In IIS7 if you want to add 2 or more web sites to the one web server using different domain name and different SSL certificates you need to assign more than one IP address to your server. Each website on IIS that you want to bind an SSL cert to must have its unique IP address.
Generating a Private Key and CSR for Linux Web Server
This is the instruction for generating a CSR on a apache web server
(Note: you need to be logged in a root for this process)
Openssl is used to generate an RSA Private Key and CSR file. You can also use it to generate self-signed certificates which can be used for testing or internal usage.
Openssl should be installed in the /usr/local/ssl/bin directory.
The first step is to create your RSA Private Key. This key that we will create will be a 1024 bit RSA key, encrypted using Triple-DES and stored in a PEM format so that it is readable as ASCII text. We will use several files as random seed enhancers which will help to make the key more secure. Text files that have been compressed with a utility such as gzip are good choices. The key is generated using the following command, where file1:file2:etc represents the random compressed files.
# openssl genrsa -des3 -rand file1:file2:file3:file4:file5 -out server.key 1024
You will be prompted for a pass-phrase. It is critical that you keep this pass-phrase secure. If you loos the key, or forget pass-phrase then the certificate will be useless.
One issue with using pass-phrased private key is that Apache will ask for the pass-phrase every time the web server is started. This may not always be convenient as someone may not always be around to type in the pass-phrase after a reboot or crash.
mod_ssl includes the ability to use an external program in place of the built-in pass-phrase dialog, however, this is not necessarily the most secure option either. The other option would be to remove the Triple-DES encryption from the key, thereby no longer needing to type in a pass-phrase. If you remove the encryption from the private key it is critical that the file is readable by the root user only. If your system is ever compromised and a third party obtains your unencrypted private key, the corresponding certificate will need to be revoked.
This command will remove the pass-phrase from the key:
# openssl rsa -in server.key -out server.pem
Once the private key is generated you need to generate a CSR (Certificate Signing Request). The CSR is:
During the generation of the CSR you will be prompted for several pieces of information, this is the X.509 attributes of the certificate. One of the prompts will be for "Common Name", it is important that this field be filled in with the fully qualified domain name of the server to be protected by SSL. If the URL of website to be protected is https://www.webserver.com, then enter www.webserver.com at this prompt.

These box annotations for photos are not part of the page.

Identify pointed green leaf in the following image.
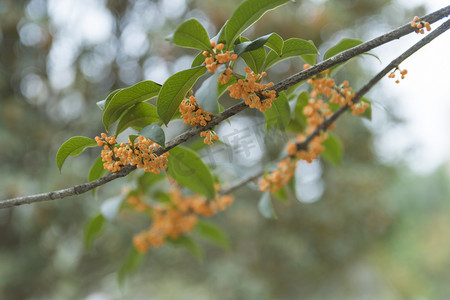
[195,71,221,114]
[321,132,343,165]
[117,247,144,285]
[167,146,216,199]
[191,51,206,68]
[258,192,277,219]
[264,38,319,70]
[156,66,206,125]
[219,0,289,49]
[96,89,122,110]
[139,124,166,148]
[241,48,266,73]
[56,136,97,172]
[167,235,204,261]
[195,220,229,248]
[103,80,161,131]
[323,39,363,60]
[173,19,212,51]
[217,76,237,96]
[89,156,106,181]
[264,92,291,130]
[116,102,159,135]
[234,33,284,55]
[84,214,105,249]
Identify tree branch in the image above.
[0,5,450,209]
[219,20,450,195]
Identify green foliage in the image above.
[137,124,166,148]
[173,19,212,51]
[264,92,291,130]
[116,102,159,135]
[103,80,161,131]
[56,136,97,172]
[167,146,216,199]
[321,133,343,165]
[156,66,206,125]
[234,33,284,55]
[195,70,224,114]
[84,214,105,249]
[323,39,362,60]
[117,247,144,285]
[168,235,205,261]
[219,0,289,49]
[264,38,319,70]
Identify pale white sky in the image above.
[368,0,450,173]
[40,0,450,172]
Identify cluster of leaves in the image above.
[56,0,370,282]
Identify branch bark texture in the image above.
[0,5,450,209]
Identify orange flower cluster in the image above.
[200,130,219,145]
[388,67,408,83]
[259,157,297,193]
[217,68,233,84]
[132,187,233,253]
[411,16,431,34]
[286,134,328,163]
[303,65,369,115]
[180,96,211,126]
[203,42,237,72]
[95,133,169,174]
[228,67,277,112]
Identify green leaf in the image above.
[173,19,212,51]
[117,247,144,285]
[156,66,206,125]
[84,214,105,249]
[56,136,97,172]
[167,235,204,261]
[139,124,166,148]
[300,54,317,66]
[264,38,319,70]
[234,33,284,55]
[96,89,122,110]
[89,156,106,181]
[217,76,237,96]
[258,192,277,219]
[195,70,221,114]
[195,220,229,248]
[321,133,343,165]
[219,0,289,49]
[116,102,159,135]
[264,92,291,129]
[167,146,216,199]
[323,39,363,60]
[191,51,206,68]
[241,48,266,73]
[103,80,161,131]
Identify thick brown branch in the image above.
[219,20,450,195]
[0,5,450,209]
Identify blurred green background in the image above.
[0,0,450,300]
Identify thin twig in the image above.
[0,5,450,209]
[219,20,450,195]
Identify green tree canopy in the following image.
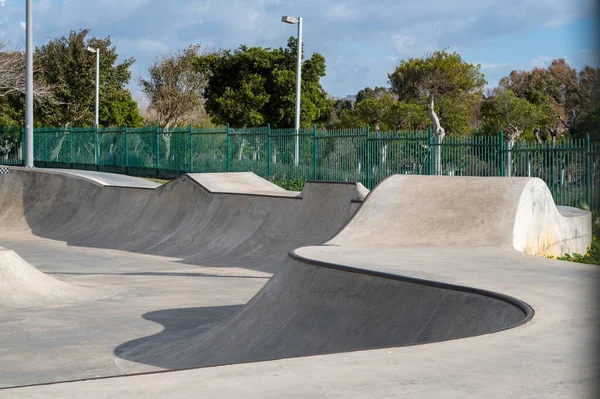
[138,45,211,128]
[34,29,142,126]
[388,50,486,137]
[196,37,333,128]
[500,58,600,140]
[482,88,542,142]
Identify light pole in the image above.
[25,0,33,168]
[281,16,302,166]
[88,46,100,127]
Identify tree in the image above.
[34,29,142,126]
[482,88,540,176]
[356,86,389,103]
[500,58,600,142]
[138,45,206,128]
[0,41,55,126]
[388,50,486,174]
[196,38,333,127]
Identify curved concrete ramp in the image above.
[326,175,592,256]
[115,255,533,373]
[0,168,364,272]
[0,247,107,308]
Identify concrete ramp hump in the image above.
[188,172,298,197]
[0,247,106,309]
[0,168,364,272]
[326,175,591,256]
[115,255,532,373]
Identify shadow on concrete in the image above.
[46,272,269,280]
[114,305,243,369]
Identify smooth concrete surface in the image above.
[188,172,290,197]
[0,168,364,272]
[0,247,111,308]
[0,236,270,388]
[0,170,600,398]
[0,247,600,399]
[327,175,592,256]
[43,168,160,188]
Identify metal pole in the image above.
[294,17,302,166]
[96,48,100,126]
[25,0,33,168]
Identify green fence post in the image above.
[427,126,434,175]
[21,125,24,166]
[498,130,506,176]
[155,123,160,177]
[365,124,372,190]
[44,125,48,168]
[267,123,271,179]
[94,125,100,170]
[313,124,317,180]
[190,123,194,173]
[125,124,129,174]
[227,123,231,172]
[69,125,73,169]
[585,133,593,209]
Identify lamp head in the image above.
[281,15,298,25]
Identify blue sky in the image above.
[0,0,600,101]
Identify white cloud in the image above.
[0,0,596,95]
[327,3,356,20]
[531,55,554,68]
[480,62,508,70]
[392,35,415,53]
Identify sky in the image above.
[0,0,600,100]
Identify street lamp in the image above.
[281,15,302,166]
[87,46,100,127]
[25,0,33,168]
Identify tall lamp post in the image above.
[25,0,33,168]
[87,46,100,127]
[281,16,302,166]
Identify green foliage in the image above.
[556,235,600,265]
[556,204,600,265]
[335,87,430,131]
[34,29,142,126]
[388,50,486,135]
[138,45,206,127]
[500,59,600,138]
[482,89,539,139]
[269,176,306,191]
[196,38,333,128]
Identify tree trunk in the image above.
[427,97,446,175]
[506,139,515,177]
[50,134,67,161]
[238,138,246,161]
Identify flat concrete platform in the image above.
[43,168,160,188]
[0,169,600,398]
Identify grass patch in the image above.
[142,177,169,184]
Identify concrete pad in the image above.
[0,173,600,398]
[188,172,298,197]
[327,175,592,256]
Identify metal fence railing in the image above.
[0,126,600,211]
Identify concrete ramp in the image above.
[0,247,106,308]
[115,255,532,373]
[326,175,592,256]
[188,172,290,197]
[0,168,364,272]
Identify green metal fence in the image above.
[0,126,600,211]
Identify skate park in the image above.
[0,167,600,398]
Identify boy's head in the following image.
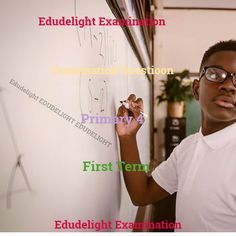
[193,40,236,130]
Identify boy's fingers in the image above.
[136,98,143,111]
[117,106,128,116]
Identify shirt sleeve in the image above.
[152,147,178,194]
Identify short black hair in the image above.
[200,39,236,72]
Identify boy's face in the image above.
[193,51,236,124]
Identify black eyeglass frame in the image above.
[199,66,236,87]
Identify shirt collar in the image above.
[199,122,236,150]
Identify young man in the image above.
[116,40,236,231]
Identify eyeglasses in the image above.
[200,66,236,87]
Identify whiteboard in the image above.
[0,0,150,231]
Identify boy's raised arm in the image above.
[116,94,169,206]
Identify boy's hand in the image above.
[116,94,144,137]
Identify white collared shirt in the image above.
[152,123,236,232]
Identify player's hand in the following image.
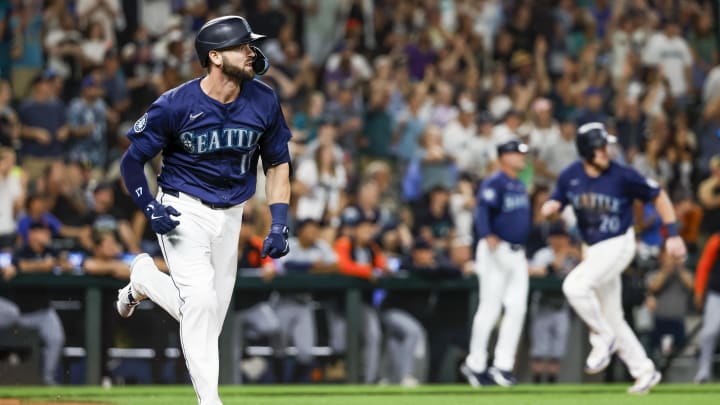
[262,224,290,259]
[540,200,561,217]
[693,294,705,311]
[145,201,180,235]
[665,236,687,261]
[250,45,270,76]
[485,235,500,250]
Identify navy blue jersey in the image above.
[128,79,290,205]
[475,171,530,245]
[550,161,660,245]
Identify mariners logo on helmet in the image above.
[133,113,147,134]
[575,122,616,161]
[195,15,265,67]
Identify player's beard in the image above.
[221,56,255,84]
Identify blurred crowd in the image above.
[0,0,720,385]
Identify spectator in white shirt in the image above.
[645,20,692,103]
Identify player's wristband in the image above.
[270,203,289,225]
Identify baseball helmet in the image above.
[195,15,265,67]
[497,139,530,156]
[575,122,616,161]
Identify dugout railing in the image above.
[1,272,560,385]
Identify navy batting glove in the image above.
[250,45,270,76]
[145,201,180,235]
[262,224,290,259]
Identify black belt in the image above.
[510,243,525,252]
[162,188,234,210]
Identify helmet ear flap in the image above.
[250,45,270,76]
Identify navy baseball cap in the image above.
[497,140,530,156]
[413,237,432,249]
[28,221,50,229]
[548,222,568,236]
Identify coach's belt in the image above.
[162,188,234,210]
[509,243,525,252]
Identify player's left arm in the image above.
[653,190,687,259]
[625,169,687,259]
[260,94,292,259]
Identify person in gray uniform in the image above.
[530,222,580,384]
[273,219,338,382]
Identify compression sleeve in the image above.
[120,145,155,210]
[474,204,491,239]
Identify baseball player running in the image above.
[117,16,290,405]
[460,140,530,387]
[541,122,686,394]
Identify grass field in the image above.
[0,384,720,405]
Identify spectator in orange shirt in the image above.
[695,232,720,384]
[327,211,387,384]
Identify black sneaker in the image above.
[460,362,495,388]
[488,367,517,387]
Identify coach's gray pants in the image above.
[0,297,20,328]
[327,305,382,384]
[275,295,316,365]
[381,309,425,383]
[695,291,720,381]
[0,297,65,384]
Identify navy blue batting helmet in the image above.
[575,122,616,161]
[195,15,265,67]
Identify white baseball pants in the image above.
[465,239,529,373]
[131,191,244,405]
[563,228,655,378]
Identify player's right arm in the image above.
[540,171,567,218]
[474,181,502,250]
[120,95,180,235]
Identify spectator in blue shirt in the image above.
[68,75,107,179]
[18,72,70,180]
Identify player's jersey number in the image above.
[600,215,620,233]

This is the command to generate the CSR:
# openssl req -new -key server.key -out server.csr
You will be asked to enter the PEM pass phrase.
Country Name (2 letter code) [XX]:IE
State or Province Name (full name) :Kilkenny
Locality Name (eg, city) [Default City]:Kilkenny
Organization Name (eg, company) [Default Company Ltd]: Security I Trust
Organizational Unit Name (eg, section) :InfoSec
Common Name (eg, your name or your server's hostname) : securityitrust.com
Email Address : support@your_email_address.com
Please enter the following 'extra' attributes to be sent with your certificate request
A challenge password : I7nf9oS5
An optional company name : Security I Trust
At this point you have 2 option.
1. You can use your CSR to purchase a signed SSL certificate. If this is your plan then you need to upload the CSR to the vendors website and when you have received the certificate from the vendor you need to install the private key and certificate on your web server.
2. Generate a self signed certificate.
Do you know that an SSL cert does not secure your website?
Shockingly so many people around the world think that once a website has an SSL cert it is secure. What an SSL cert actually does is it only securing the data transfer from a HTTPS page in a web browser back to the web server. So it is simply a way to secure the transfer.
From speaking with many web users we discovered that they were under the impression that when they saw a SSL secured logo the website has high security and was protected from hackers. Unfortunately this is an incorrect assumption because web site security requires a lot more than just an SSL cert. We also learned from speaking to Irish web site owners that many were not taking their web site security as a high priority, the general comment that we got which shocked use was if we get hacked we will invest in IT Security for our website, but until then we do not see the need , because they believed that hackers might never find their web site and they were willing to take the risk. We have not carried out any surveys to assess how many Irish website owners think in this way, but to date every owner of an Irish ebusiness website we spoke with failed to understand why their website required a basic level of IT Security. What has gone wrong here? Is it simply a case of lack of education which is preventing some Irish online businesses from understands the risks involved, or is it a case that many Irish ebusiness are not willing to invest the money to protecting their website and their customers?